Endoscopic ultrasound-guided gallbladder drainage (EUS-GBD) is considered an effective
therapy for acute cholecystitis in patients who are unfit for surgery [1]
[2]
[3].
We describe the case of a 90-year-old woman admitted for septic shock due to acute
cholecystitis, who underwent EUS-GBD after being considered unfit for surgery because
of advanced age and comorbidities (obesity, coronary heart disease) ([Video 1]). Transgastric EUS-GBD with a lumen-apposing metal stent (Hot-Axios, 10 × 10 mm,
Boston Scientific, Marlborough, Massachusetts, USA) was performed using a forward-view
echoendoscope (TGF-UC180J; Olympus, Tokyo, Japan) after failure in identifying a safe
window with a curvilinear-array echoendoscope [4]. Subsequently, the patient recovered and returned home after 1 week.
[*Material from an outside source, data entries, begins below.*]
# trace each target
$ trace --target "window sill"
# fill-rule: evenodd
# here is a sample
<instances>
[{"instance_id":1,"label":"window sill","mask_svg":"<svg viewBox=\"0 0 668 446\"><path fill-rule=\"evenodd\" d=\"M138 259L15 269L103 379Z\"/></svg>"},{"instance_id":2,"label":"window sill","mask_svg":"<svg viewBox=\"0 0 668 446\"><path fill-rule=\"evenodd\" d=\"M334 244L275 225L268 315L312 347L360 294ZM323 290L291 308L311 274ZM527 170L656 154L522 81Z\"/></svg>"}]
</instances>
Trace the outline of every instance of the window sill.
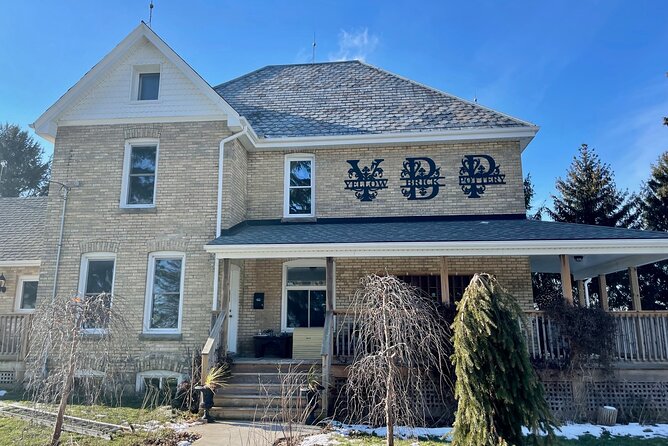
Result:
<instances>
[{"instance_id":1,"label":"window sill","mask_svg":"<svg viewBox=\"0 0 668 446\"><path fill-rule=\"evenodd\" d=\"M155 206L150 207L119 207L119 212L121 214L157 214L158 208Z\"/></svg>"},{"instance_id":2,"label":"window sill","mask_svg":"<svg viewBox=\"0 0 668 446\"><path fill-rule=\"evenodd\" d=\"M140 341L181 341L182 339L181 333L141 333L139 335Z\"/></svg>"},{"instance_id":3,"label":"window sill","mask_svg":"<svg viewBox=\"0 0 668 446\"><path fill-rule=\"evenodd\" d=\"M281 223L315 223L316 217L283 217Z\"/></svg>"}]
</instances>

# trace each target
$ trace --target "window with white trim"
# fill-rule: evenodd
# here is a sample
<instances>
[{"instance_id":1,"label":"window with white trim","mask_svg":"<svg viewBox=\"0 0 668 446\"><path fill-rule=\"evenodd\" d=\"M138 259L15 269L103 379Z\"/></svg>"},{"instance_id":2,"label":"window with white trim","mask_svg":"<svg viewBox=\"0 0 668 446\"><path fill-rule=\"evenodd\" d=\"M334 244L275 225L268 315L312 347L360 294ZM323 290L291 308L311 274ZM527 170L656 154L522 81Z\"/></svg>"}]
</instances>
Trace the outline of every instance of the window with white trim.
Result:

Video 1 Endoscopic ultrasound-guided gallbladder drainage with a lumen-apposing metal stent;
endoscopic view of the proximal flange deployment. Computed tomography showing recurrent
cholecystitis, stent still in place, and gastric tissue overgrowth; endoscopic view
of nearly complete stent occlusion due to tissue overgrowth, and gallbladder lumen
with pus and debris. Endoscopic and fluoroscopic view of a biliary metal stent placed
through the obstructed Axios stent (Boston Scientific, Marlborough, Massachusetts,
USA). Elective open cholecystectomy, showing the two metal stents between the gastric
antrum and gallbladder.
However, she was readmitted after 2 weeks because of recurrence of cholangitis and
severe sepsis. Computed tomography showed cholecystitis despite the stent still being
in place. Almost complete stent occlusion due to tissue overgrowth was observed endoscopically.
The gallbladder lumen contained a large amount of pus, which was drained using a nasobiliary
tube, leading to a temporary clinical improvement. At multidisciplinary discussion,
surgery was still contraindicated due to sepsis and hemodynamic instability, and therefore
an endoscopic rescue strategy was planned. We placed a fully covered biliary metal
stent over a guidewire through the obstructed Axios, achieving good biliary drainage
[5].
Two months later, due to the persistence of biliary pain and ultrasound signs of mild
cholecystitis, without systemic sepsis, the patient was considered suitable for elective
cholecystectomy. Surgery was not impeded by the presence of the stents. In particular,
disconnecting the gallbladder and suturing the gastric wall were undemanding.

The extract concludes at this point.